Xander had fought well and bravely by Celeste's side, Sebastian reminded himself. They all owed him a debt of gratitude. He, perhaps, most of all. "All right, are you?" he asked, helping the boy to struggle to a more-or-less upright position. "Better, at least?"

"I..." A myriad of expressions fought for supremacy on Xander's face, until at last it settled into an unnatural blankness, the normally mobile features set as if in stone, the brown eyes holding a slightly muddled defiance.

"Xander," Buffy said to him in a softer voice, laying a hand on the boy's arm. "You helped me. Us. You helped us. Do you...? I mean, I'm so, so thankful."

Don't tell, Xander's eyes demanded. Don't say a word.

"Xand." Buffy's eyes locked with her friend's, and Sebastian knew that no possibility existed that she would let things go at that, yet her voice, when she spoke again, held such a wealth of tenderness, he could not help but be moved. "You know I love you, right? You know we all love you?"

Xander's look, in response to that was utterly naked, nothing hidden, nothing held back. Sebastian found he had to look away, lest his own emotions show too clearly. Anger seethed in him against those who were so blind, who would take their God-given gift only to injure and neglect it--he feared that his own actions, were he ever to meet Xander's parents, would be far less than priestly.

Buffy, on the other hand, reached out to her friend, pulling him close to her, his head on her shoulder as she stroked his dark hair gently, murmuring something in his ear that Sebastian could not detect. The boy leaned against her a long moment before straightening.

"Well, I better..." he began.

"Don't be dumb, Xander," Buffy responded, her tone a curious mix of kindness and acerbity. "You're not going anywhere. Except maybe upstairs. You've gotta sleep, and it's not like we're using it."

"But when Giles..." Xander protested.

"When he wakes up, I'll wake you up. Deal?"

Xander shook his head, a slightly rueful grin on his face. "Buffy has spoken, and I must obey."

"Damn straight," she told him--which Sebastian took for an absolute affirmative. However, after Xander had taken himself upstairs as commanded, the greater part of Buffy's firmness seemed to drain out of her. She gazed down on Rupert's face, unshed tears glistening in her large, expressive eyes.

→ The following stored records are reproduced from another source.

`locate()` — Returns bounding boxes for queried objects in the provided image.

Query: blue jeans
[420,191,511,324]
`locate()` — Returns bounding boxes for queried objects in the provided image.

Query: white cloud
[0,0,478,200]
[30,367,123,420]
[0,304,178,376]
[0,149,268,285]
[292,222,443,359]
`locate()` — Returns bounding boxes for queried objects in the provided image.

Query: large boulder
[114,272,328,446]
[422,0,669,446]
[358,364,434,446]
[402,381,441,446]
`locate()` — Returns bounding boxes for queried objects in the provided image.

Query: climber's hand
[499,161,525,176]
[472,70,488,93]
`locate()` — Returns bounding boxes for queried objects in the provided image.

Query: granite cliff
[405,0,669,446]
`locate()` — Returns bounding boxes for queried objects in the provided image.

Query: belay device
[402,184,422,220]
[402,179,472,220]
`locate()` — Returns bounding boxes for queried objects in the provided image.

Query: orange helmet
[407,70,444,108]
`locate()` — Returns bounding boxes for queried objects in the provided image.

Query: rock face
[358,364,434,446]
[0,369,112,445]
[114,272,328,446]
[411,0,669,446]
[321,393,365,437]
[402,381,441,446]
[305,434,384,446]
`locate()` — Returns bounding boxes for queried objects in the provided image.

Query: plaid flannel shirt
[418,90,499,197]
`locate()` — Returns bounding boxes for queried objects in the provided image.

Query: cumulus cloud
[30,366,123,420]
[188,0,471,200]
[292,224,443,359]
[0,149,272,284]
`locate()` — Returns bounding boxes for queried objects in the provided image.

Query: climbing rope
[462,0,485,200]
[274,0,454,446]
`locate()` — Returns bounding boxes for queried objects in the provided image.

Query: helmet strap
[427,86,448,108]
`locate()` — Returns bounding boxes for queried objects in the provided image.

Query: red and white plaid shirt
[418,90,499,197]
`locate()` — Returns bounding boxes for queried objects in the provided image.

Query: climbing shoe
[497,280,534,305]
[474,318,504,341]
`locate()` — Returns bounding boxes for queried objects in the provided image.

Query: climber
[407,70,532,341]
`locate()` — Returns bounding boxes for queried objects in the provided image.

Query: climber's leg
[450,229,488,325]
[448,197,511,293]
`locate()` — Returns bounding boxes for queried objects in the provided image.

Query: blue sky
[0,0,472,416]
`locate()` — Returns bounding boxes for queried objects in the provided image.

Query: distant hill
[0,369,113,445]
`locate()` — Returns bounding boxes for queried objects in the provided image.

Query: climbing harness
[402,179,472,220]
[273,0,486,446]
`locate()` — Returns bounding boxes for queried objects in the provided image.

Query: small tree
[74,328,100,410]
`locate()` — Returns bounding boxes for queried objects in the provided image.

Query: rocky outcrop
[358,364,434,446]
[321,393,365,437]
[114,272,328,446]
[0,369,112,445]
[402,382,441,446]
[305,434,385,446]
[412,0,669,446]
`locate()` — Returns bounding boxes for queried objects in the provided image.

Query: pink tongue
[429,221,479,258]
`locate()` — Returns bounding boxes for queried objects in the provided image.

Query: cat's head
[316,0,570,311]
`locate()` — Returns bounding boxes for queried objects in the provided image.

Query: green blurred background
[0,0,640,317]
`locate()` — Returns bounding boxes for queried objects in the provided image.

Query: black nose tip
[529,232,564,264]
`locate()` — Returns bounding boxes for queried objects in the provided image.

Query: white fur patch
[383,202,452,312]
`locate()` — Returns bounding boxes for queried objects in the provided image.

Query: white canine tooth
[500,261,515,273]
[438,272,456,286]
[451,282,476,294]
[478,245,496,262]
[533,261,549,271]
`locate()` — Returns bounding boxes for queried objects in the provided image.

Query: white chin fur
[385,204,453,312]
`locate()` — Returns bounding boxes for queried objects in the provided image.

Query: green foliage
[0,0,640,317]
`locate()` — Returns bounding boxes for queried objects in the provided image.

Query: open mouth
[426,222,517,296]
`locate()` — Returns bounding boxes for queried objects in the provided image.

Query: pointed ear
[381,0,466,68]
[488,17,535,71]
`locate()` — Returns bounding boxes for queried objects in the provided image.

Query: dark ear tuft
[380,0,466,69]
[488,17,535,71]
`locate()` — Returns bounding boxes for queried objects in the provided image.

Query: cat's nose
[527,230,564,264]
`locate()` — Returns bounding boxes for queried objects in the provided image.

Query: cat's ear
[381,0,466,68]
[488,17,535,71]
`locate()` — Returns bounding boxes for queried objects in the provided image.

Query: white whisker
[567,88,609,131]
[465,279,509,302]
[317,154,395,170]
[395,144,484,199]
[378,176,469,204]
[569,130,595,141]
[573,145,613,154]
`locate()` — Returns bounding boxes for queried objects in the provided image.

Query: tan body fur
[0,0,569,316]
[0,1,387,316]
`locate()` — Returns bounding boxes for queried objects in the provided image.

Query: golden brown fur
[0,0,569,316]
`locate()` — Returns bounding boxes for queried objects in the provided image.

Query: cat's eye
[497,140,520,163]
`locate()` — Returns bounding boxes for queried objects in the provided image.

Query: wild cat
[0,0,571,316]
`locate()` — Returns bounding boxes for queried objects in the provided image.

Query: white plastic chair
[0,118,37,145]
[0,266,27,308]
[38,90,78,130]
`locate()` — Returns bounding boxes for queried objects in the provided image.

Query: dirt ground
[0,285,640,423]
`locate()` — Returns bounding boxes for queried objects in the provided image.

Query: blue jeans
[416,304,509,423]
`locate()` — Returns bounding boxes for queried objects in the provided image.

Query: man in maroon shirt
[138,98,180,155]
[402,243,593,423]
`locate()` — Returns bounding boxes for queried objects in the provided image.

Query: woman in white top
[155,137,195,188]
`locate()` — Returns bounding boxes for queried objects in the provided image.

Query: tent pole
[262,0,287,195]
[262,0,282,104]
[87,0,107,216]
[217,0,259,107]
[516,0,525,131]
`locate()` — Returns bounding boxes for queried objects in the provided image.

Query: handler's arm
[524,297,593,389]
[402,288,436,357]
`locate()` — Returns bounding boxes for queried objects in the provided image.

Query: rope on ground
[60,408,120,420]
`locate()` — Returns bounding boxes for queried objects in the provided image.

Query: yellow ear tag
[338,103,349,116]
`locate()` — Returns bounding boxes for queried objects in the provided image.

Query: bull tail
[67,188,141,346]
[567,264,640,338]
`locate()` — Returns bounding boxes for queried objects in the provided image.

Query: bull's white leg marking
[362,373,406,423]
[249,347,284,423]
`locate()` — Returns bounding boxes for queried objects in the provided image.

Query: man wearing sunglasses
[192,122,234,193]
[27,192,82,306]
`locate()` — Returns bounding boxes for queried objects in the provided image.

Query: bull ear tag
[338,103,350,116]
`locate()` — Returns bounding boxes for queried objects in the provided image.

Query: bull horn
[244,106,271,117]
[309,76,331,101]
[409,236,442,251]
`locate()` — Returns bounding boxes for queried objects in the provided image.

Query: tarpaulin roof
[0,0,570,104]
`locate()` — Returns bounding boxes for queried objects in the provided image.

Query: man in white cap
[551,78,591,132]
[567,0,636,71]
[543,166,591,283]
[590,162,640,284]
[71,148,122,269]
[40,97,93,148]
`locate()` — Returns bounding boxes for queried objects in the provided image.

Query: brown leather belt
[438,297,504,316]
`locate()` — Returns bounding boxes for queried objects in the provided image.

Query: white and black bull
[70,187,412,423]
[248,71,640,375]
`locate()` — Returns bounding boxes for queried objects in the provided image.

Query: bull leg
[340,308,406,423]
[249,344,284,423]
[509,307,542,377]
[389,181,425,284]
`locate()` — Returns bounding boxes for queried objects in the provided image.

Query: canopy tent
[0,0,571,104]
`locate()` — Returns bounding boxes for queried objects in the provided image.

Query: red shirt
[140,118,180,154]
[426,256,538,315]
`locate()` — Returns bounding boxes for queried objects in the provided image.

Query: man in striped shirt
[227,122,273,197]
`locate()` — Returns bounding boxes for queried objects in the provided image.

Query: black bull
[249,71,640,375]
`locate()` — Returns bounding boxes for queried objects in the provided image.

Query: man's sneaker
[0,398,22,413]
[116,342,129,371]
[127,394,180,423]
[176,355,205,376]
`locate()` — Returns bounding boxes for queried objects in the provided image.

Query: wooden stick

Impulsively, Sebastian wrapped an arm round her shoulders. How slight she felt, it struck him--as it had every time he'd touched her--how fragile. One would never have guessed at her strength, either of body or of spirit. "He will be all right, you know," he told Buffy gently. "You needn't be afraid anymore."

"Oh, Seb," Buffy sighed. "Don't you know? I'm kinda always afraid. If it's not one thing, it's another."

"But look, love--Wesley's hard at work for you, too, just as you requested."

Wyndham-Price glanced up at Sebastian's words, and the look he gave Buffy tried very hard to appear reassuring. Fortunately, she hadn't raised her own eyes from Rupert's face, and so missed that additional fuel to the fire of her fear.

"You're good guys," she responded, in a sad, soft voice that tugged at Sebastian's heart. "And you don't have to tell me--I know I'm really, really lucky to have you." She ran her fingertips down Rupert's sleeve, stopping when she'd reached his motionless hand. "Only...don't you just wish sometimes, just for a little, that it would all be over?"

Sebastian wondered, exactly, what she meant by that, but Wesley answered, with all the sombreness of his essentially serious nature, "Yes, Buffy, I most certainly do."